26Dans nos trois textes, le déplacement est opéré par un substitut censé exprimer la déviation : là, l’objet est un objet double, dont les deux faces sont complémentaires dans la mesure où elles touchent à la fois à l’animé et à l’inanimé (le champ du fétiche est donc totalement occupé): l’objet inanimé, qui est ici en relation avec la personne (la reine) est le peigne (le sien), l’objet « animé » est ici une partie du corps (du corps de la reine) qui est par son appartenance à la personne en relation avec elle. Les deux objets sont, en l’espèce, isolés du corps, et, en même temps, le symbolisent. Ainsi les cheveux de la reine sont bien l’expression d’un déplacement d’une zone corporelle, objet partiel qui s’isole du tout et le symbolise, tout en provoquant chez l’autre (Lancelot) une réaction éro tique, d’abord violemment rejetée (à cause de l’interdit), puis assumée (proximité du corps), enfin sublimée (dans la joie). En effet, une fois la séparation effectuée, Lancelot jouit de l’aspect fusionnel à distance qui le lie aux cheveux : les trois textes disent que Lancelot en éprouve de la « joie », mais le texte allemand en mentionne la cause : das dete er umb die große freude die er des hares hett, « cela, il le fit à cause de la grande joie que lui causaient les cheveux ». Ainsi, encore une fois, le texte allemand rejoint le texte de Chrétien, où, au même moment du récit, l’on peut lire : et cil se delite et deporte les chevox qu’il a en son saing65. Lancelot est inféodé à un désir dont les cheveux sont une forme accidentelle, ponctuelle. La joie, quant à elle, prend des formes diverses en ce qu’elle recouvre des moments différents de la quête amoureuse, mais elle reste permanente d’une début à l’autre de la quête, de la reconquête, et de la conquête. Chez Chrétien, la joie que le chevalier ressent face aux cheveux de la reine, se double d’une « foi » en eux66. La joie exprime une forme de permanence. Et, lorsque Lancelot possédera la reine physiquement, c’est la mention du même sentiment qui revient. Cette joie, qui n’est pas une joie partagée par la société, est une grâce intime que n’éprouvent que les amants, elle est « mystique » au sens où ce terme signifie « caché ».

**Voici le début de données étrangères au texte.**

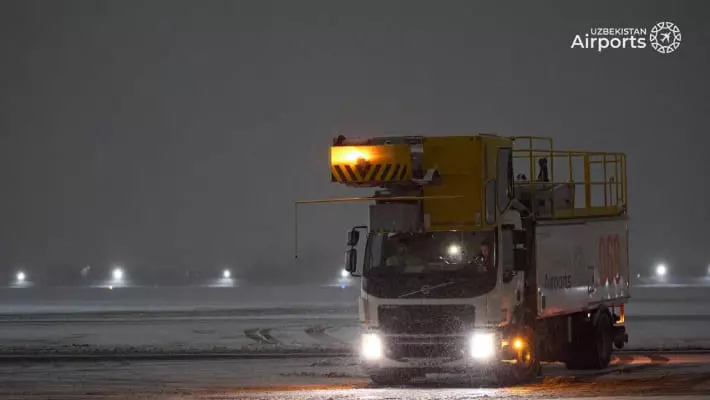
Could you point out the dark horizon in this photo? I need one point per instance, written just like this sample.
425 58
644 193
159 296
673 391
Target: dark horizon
169 134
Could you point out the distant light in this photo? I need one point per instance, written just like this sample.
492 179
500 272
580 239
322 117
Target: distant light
454 250
661 270
117 274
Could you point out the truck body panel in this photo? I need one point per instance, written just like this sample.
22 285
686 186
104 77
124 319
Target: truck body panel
581 264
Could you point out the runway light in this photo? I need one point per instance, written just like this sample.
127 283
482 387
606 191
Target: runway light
117 274
482 345
661 270
454 250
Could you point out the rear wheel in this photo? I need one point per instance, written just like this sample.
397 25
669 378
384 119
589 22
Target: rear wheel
527 366
591 348
391 377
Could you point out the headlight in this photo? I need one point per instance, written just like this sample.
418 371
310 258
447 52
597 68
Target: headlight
482 345
371 346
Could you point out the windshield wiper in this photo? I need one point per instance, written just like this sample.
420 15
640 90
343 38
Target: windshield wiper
427 288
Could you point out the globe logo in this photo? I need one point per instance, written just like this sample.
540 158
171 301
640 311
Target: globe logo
665 37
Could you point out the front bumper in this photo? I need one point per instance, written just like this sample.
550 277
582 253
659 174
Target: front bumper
432 354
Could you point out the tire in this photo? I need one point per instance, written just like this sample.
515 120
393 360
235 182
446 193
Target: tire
604 342
391 378
592 348
528 366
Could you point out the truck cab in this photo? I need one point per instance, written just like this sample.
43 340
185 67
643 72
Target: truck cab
477 257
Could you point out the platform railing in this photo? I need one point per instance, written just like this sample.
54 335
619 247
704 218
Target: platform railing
597 179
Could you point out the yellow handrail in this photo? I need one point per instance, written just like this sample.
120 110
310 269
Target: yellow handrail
600 171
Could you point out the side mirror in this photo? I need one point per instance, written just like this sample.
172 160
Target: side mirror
519 236
353 237
351 260
520 259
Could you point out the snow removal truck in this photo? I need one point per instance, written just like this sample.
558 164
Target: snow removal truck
486 252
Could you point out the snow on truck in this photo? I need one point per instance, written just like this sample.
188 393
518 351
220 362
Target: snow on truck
486 252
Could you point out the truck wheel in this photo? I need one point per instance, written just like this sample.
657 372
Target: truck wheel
527 366
604 338
391 378
592 348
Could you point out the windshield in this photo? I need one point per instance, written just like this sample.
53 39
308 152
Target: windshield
430 252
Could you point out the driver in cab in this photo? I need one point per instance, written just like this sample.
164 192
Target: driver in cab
483 260
403 256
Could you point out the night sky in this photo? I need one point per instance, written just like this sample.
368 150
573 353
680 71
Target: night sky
175 134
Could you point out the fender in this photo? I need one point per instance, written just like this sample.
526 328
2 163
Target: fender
597 312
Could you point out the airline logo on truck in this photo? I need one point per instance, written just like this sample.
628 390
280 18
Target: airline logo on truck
557 282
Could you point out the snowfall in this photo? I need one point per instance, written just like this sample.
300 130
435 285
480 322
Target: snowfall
302 319
296 343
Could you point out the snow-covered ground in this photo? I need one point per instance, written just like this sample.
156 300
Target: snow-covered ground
337 378
297 318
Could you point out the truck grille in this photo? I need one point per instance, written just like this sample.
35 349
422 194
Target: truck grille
445 319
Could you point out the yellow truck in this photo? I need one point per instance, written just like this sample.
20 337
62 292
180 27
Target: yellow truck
485 252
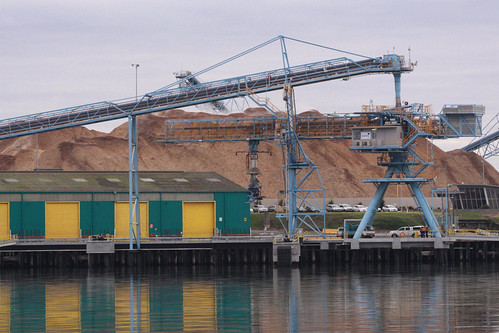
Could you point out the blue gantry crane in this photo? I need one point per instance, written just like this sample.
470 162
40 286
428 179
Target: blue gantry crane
488 145
287 129
177 95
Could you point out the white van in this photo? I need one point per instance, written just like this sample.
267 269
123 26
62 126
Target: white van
406 231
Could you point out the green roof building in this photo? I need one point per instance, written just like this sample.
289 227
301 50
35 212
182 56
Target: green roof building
65 205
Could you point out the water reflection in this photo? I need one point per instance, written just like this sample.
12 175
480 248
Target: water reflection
377 299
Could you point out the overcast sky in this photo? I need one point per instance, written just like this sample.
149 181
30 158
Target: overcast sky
57 54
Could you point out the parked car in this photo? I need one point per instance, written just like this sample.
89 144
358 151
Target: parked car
346 208
405 231
390 208
333 208
359 208
311 209
367 233
260 209
302 209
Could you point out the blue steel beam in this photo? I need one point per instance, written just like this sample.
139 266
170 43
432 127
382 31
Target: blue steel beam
161 100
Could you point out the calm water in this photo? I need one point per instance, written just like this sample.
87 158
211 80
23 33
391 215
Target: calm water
377 299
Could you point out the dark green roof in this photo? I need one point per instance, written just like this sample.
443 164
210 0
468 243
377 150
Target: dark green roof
110 181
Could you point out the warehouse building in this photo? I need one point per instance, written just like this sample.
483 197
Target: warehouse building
65 205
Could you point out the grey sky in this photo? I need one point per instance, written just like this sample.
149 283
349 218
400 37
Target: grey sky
57 54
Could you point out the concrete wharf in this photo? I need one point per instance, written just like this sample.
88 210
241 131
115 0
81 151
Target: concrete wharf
249 250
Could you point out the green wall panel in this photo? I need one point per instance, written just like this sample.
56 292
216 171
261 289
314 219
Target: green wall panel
155 218
86 218
33 218
233 208
15 212
220 213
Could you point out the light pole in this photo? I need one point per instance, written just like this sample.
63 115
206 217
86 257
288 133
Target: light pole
136 67
483 173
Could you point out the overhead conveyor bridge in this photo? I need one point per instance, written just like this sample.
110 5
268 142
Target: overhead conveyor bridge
170 98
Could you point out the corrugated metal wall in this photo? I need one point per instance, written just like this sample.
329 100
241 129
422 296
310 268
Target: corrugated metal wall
4 220
62 220
28 219
122 219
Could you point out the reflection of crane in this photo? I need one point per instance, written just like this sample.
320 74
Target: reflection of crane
488 145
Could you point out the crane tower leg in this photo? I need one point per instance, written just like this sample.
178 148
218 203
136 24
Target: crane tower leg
133 184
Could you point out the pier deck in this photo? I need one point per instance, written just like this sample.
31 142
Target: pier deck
259 250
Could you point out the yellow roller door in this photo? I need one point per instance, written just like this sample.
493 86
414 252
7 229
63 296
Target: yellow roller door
4 307
198 218
122 220
4 220
200 312
62 307
62 220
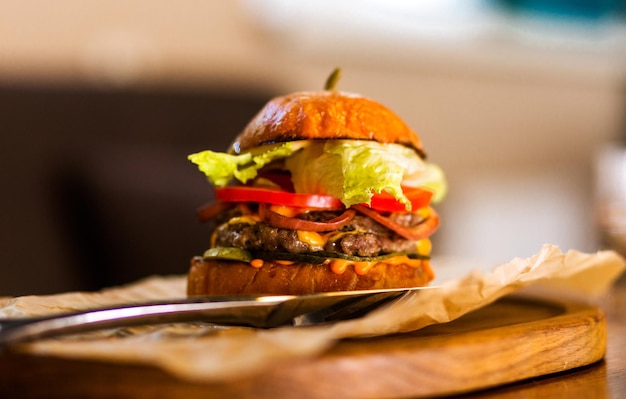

27Dans ce passage, « le peigne de la reine », se profile pour Lancelot implicitement le désir, non point de reconquérir la reine pour la rendre à son époux, le roi Arthur, mais de la reconquérir pour lui, ce qui sera le cas, puisque, à l’issue de la quête de la reine, Lancelot délivrera la reine, officiellement pour son époux et pour le peuple de Gorre, officieusement et intimement, pour lui-même. Là encore, cette interprétation n’est pas annoncée dans le texte, mais elle est justifiée a posteriori par la fin du récit de la Charrette, moment où Lancelot parvient au sommet de sa gloire (il possède la reine et est fêté par le roi Arthur et par tous, double consécration, intime et sociale). Le double objet est inscrit matériellement dans l’itinéraire de la quête : il en est en effet un passage obligé.
28Nous avons étudié les dimensions du symbole incarné dans la matière morte du peigne de la reine et la matière vivante de ses cheveux. Le symbole fait corps autour d’un noyau à la fois virtuel et présent par les signes qu’il envoie. L’approche intertextuelle que nous avons entreprise a montré la richesse des nuances d’un texte à l’autre. Certes, il est difficile de s’appuyer sur des sources dont on ignore si elles ont été celles qui, in fine, ont permis à notre adaptateur de raconter l’histoire du peigne de la reine au public allemand qui la recevait. Mais s’engager sur des sables parfois mouvants est un exercice dont les résultats permettent, malgré tout, d’approcher la façon dont les « écrivains » de cette époque percevaient leur source.
Notes de bas de page
1 Les textes utilisés dans cette étude sont les suivants : 1) Le chevalier de la Charrete, édité d’après la copie de Guiot par Roques, Mario, Paris, Champion, 1970, v. 1344-1499, 2), pour le Lancelot en prose, cf. l’édition de Hutchings, Gweneth, Le Roman en Prose de Lancelot du Lac, Le conte de la charrette, Genève, Slatkine Reprints, 1974, p. 36-37, d’après le ms. K, ms. d’Oxford, Bibliothèque Bodléienne, Rawlinson Q.b.6, et 3), pour le Prosa-Lancelot, l’édition de Kluge, Reinhold, Berlin, Akademie Verlag 1948, p. 612-613, d’après le Ms. de Heidelberg, Pal. Germ. 147.
2 Cf. v. 1362.
3 Le gedencken est un thème récurrent dans le Prosa-Lancelot, présent également sous la forme du « panser » dans le Lancelot en prose. Il est la reprise du même thème chez Chrétien.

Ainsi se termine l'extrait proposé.